読書が苦手だった私が、五十歳を過ぎてから、急に読書が好きになった。そのおかげで人生が豊かになった気がする。これからもっと読書が好きになれるように、人生が楽しく豊かになるように

小説の書き出しが難しい 「火花 又吉直樹」

 小説を書きたいと思ってもなかなか難しい。
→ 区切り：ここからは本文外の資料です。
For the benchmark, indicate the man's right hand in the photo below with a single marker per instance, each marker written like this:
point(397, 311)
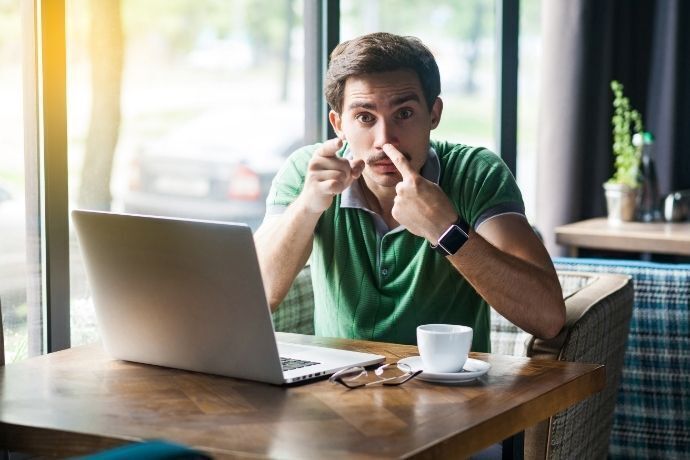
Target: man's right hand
point(328, 175)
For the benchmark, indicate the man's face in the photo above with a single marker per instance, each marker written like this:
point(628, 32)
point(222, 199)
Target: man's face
point(386, 108)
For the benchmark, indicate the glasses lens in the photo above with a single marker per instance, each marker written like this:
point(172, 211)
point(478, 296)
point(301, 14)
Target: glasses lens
point(351, 373)
point(393, 371)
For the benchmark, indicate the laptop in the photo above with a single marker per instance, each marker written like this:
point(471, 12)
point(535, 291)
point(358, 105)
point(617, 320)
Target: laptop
point(188, 294)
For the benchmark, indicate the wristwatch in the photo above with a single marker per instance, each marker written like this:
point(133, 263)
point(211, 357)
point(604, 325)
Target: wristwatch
point(452, 239)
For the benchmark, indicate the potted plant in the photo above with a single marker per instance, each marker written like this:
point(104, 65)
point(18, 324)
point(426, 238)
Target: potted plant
point(622, 188)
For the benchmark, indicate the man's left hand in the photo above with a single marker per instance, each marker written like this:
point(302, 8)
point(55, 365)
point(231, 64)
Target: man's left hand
point(420, 205)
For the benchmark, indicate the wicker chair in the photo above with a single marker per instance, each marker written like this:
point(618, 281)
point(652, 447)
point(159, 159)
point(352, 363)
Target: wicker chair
point(596, 331)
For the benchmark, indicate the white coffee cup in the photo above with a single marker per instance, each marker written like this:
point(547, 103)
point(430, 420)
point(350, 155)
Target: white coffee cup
point(444, 347)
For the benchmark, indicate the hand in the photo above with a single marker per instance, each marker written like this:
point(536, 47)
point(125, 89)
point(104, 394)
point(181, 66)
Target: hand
point(328, 175)
point(420, 205)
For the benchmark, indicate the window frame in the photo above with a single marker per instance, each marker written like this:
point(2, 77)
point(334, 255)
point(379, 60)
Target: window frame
point(322, 33)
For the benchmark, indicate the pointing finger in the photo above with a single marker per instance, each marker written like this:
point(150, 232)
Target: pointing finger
point(357, 166)
point(399, 161)
point(330, 147)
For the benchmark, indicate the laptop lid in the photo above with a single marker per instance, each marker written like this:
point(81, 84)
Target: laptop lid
point(188, 294)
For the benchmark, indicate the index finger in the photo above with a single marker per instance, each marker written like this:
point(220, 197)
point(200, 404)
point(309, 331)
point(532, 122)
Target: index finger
point(399, 161)
point(330, 147)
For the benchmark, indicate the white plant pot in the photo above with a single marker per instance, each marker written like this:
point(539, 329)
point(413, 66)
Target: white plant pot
point(621, 202)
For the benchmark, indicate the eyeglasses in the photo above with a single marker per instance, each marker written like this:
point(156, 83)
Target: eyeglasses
point(388, 374)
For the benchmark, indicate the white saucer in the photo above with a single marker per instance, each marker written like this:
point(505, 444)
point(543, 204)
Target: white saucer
point(472, 369)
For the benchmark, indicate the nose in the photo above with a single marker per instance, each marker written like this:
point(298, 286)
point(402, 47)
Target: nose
point(386, 133)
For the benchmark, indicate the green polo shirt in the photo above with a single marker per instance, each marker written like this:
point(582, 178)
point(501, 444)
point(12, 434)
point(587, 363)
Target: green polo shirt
point(375, 283)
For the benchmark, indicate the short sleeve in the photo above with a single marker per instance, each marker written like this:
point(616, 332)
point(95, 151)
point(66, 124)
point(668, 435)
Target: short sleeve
point(478, 182)
point(289, 181)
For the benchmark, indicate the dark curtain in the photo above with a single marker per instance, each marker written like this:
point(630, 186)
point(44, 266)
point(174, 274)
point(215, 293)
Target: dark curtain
point(588, 43)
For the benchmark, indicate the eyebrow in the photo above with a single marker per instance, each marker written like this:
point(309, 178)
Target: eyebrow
point(398, 100)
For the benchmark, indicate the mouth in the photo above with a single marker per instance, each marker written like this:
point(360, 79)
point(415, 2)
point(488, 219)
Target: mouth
point(380, 163)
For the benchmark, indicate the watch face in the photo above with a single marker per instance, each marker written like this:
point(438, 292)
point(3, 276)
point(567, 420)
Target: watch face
point(452, 240)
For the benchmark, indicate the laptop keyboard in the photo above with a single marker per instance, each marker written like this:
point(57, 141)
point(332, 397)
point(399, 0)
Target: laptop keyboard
point(290, 363)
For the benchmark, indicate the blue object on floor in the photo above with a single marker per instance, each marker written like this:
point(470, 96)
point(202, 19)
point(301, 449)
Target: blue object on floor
point(154, 450)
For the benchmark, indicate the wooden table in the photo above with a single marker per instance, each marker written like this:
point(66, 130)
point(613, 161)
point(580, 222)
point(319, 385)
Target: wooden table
point(657, 237)
point(79, 401)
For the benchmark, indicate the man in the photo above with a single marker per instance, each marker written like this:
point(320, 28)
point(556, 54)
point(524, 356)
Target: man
point(402, 230)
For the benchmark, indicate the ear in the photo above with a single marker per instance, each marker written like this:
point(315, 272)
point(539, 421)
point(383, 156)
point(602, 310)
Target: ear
point(336, 122)
point(436, 111)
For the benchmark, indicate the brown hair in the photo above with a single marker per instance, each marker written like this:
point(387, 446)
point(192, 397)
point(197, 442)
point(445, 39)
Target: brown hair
point(380, 52)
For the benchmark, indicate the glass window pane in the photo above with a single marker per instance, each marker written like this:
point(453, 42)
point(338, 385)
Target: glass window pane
point(184, 108)
point(529, 74)
point(16, 196)
point(462, 37)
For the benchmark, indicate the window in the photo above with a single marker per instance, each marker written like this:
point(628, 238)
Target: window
point(528, 101)
point(183, 108)
point(19, 244)
point(188, 108)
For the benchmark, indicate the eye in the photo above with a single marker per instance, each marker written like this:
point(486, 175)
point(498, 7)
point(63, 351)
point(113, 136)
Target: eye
point(364, 117)
point(404, 114)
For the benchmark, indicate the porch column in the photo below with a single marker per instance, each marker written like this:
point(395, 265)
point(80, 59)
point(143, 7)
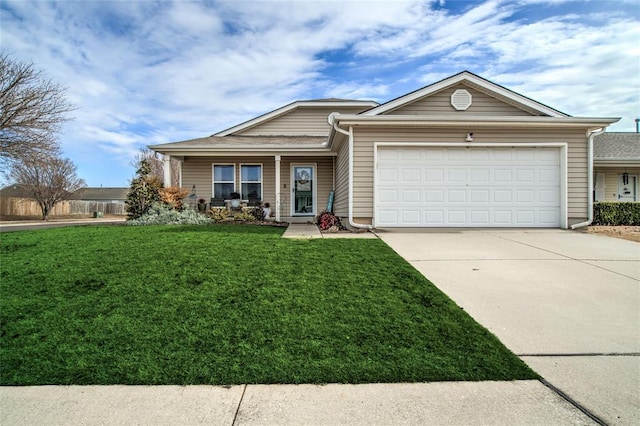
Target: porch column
point(167, 170)
point(277, 206)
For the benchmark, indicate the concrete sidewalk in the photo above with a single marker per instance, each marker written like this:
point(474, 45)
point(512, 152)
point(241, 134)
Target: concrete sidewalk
point(451, 403)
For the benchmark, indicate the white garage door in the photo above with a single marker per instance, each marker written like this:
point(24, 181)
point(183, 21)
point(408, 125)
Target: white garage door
point(468, 187)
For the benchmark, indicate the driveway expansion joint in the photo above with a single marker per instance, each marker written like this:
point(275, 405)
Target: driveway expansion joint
point(584, 261)
point(573, 402)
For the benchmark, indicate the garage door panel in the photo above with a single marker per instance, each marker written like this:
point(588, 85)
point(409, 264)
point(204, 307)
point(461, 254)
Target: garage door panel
point(434, 196)
point(480, 217)
point(479, 195)
point(434, 175)
point(390, 176)
point(411, 196)
point(456, 196)
point(502, 196)
point(482, 186)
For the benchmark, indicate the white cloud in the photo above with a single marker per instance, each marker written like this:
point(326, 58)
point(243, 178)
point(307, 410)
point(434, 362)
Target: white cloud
point(151, 72)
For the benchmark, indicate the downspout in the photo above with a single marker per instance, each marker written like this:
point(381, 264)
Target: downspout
point(592, 134)
point(350, 135)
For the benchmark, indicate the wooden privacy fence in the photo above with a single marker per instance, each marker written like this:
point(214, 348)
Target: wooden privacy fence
point(11, 206)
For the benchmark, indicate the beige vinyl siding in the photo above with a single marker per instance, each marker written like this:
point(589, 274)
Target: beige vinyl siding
point(611, 179)
point(366, 137)
point(341, 198)
point(303, 121)
point(439, 103)
point(198, 171)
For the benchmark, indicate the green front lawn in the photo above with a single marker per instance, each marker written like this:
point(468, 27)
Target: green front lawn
point(228, 305)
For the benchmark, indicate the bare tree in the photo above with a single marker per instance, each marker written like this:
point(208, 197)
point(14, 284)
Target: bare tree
point(48, 180)
point(32, 110)
point(157, 166)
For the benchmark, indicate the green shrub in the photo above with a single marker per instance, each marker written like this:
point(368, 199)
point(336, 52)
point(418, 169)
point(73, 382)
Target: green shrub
point(218, 214)
point(144, 191)
point(614, 214)
point(159, 214)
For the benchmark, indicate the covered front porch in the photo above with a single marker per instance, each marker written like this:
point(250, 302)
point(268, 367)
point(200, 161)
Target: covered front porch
point(296, 188)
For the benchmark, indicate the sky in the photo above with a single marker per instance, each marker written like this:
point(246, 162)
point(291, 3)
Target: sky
point(148, 72)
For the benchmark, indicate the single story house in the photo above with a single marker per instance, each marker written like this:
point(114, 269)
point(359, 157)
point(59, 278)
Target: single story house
point(107, 195)
point(462, 152)
point(616, 164)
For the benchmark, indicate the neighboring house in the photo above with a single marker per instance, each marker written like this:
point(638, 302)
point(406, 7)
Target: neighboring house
point(107, 195)
point(616, 164)
point(462, 152)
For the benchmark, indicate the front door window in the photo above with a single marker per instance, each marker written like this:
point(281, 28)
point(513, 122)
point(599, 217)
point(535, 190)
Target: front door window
point(627, 187)
point(303, 190)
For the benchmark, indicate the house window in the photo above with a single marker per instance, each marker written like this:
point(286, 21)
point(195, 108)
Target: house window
point(224, 181)
point(251, 181)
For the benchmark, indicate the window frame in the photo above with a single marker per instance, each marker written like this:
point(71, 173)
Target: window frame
point(213, 178)
point(261, 181)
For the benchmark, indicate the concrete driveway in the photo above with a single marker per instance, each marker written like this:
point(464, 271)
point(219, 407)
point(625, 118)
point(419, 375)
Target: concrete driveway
point(567, 302)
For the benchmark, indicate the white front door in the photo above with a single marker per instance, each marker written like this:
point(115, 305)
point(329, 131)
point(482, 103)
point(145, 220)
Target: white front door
point(303, 190)
point(627, 187)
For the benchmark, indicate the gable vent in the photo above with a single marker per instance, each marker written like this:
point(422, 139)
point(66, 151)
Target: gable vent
point(461, 99)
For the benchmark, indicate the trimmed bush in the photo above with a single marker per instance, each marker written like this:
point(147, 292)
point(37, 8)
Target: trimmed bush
point(159, 214)
point(615, 214)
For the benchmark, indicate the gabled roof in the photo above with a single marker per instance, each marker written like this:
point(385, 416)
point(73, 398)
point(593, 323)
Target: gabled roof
point(247, 142)
point(329, 102)
point(474, 81)
point(620, 146)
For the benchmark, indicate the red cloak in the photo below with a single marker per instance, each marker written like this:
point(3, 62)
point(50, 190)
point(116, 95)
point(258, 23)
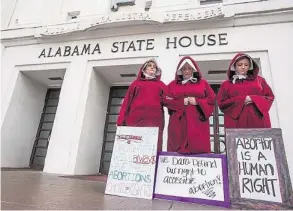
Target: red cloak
point(231, 99)
point(189, 131)
point(143, 104)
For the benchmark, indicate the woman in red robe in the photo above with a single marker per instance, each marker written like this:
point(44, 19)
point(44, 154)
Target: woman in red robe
point(189, 131)
point(144, 101)
point(245, 98)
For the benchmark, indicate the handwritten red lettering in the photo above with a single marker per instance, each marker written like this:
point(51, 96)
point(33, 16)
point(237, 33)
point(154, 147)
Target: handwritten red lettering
point(130, 138)
point(145, 159)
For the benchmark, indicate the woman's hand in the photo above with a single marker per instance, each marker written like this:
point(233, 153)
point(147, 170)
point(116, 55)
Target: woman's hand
point(192, 101)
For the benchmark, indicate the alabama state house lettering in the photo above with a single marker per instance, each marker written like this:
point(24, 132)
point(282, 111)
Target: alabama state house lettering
point(170, 42)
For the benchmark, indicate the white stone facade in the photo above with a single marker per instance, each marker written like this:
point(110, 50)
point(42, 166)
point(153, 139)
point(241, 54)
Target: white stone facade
point(40, 39)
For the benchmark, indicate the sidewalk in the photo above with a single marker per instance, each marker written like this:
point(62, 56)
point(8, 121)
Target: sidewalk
point(34, 190)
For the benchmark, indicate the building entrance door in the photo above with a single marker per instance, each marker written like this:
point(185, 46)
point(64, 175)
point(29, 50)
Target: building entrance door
point(117, 94)
point(41, 143)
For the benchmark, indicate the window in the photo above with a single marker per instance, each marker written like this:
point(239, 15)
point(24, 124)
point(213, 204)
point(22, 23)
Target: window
point(204, 2)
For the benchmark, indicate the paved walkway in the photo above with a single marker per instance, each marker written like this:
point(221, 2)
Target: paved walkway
point(33, 190)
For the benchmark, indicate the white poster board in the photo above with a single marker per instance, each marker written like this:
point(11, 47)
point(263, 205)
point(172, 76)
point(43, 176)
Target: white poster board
point(133, 162)
point(193, 178)
point(258, 174)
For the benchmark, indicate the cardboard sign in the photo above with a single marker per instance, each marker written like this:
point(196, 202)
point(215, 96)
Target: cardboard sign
point(132, 168)
point(257, 166)
point(201, 178)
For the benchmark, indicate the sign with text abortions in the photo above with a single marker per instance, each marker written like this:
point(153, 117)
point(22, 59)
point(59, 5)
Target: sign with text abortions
point(201, 178)
point(133, 162)
point(258, 168)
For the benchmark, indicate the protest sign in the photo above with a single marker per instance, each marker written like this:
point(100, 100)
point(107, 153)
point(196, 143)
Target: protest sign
point(201, 178)
point(258, 170)
point(132, 168)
特に書き出しがうまく決まらないで悩んでしまう。
 人気のある小説は引き込まれていくような書き出しで憧れる。
 いつか自分もそんな引き込まれるような小説を書けるようになりたいと思い、私が気に入った小説の書き出しをここに残しています。 
 
今回は「火花」著者は、ご存じの又吉直樹さん。

 大地を震わす和太鼓の律動に、甲高く鋭い笛の音が重なり響いていた。熱海湾に面した沿道は白昼の激しい日差しの名残を夜気で溶かし、浴衣姿の男女や家族連れの草履に踏ませながら賑わっている。沿道の脇にある小さな空間に、裏返しにされた黄色いビールケースがいくつか並べられ、その上にベニヤ板を数枚重ねただけの簡易な舞台の上で、俺達は花火大会の会場を目指して歩いて行く人達に向けて漫才を披露していた。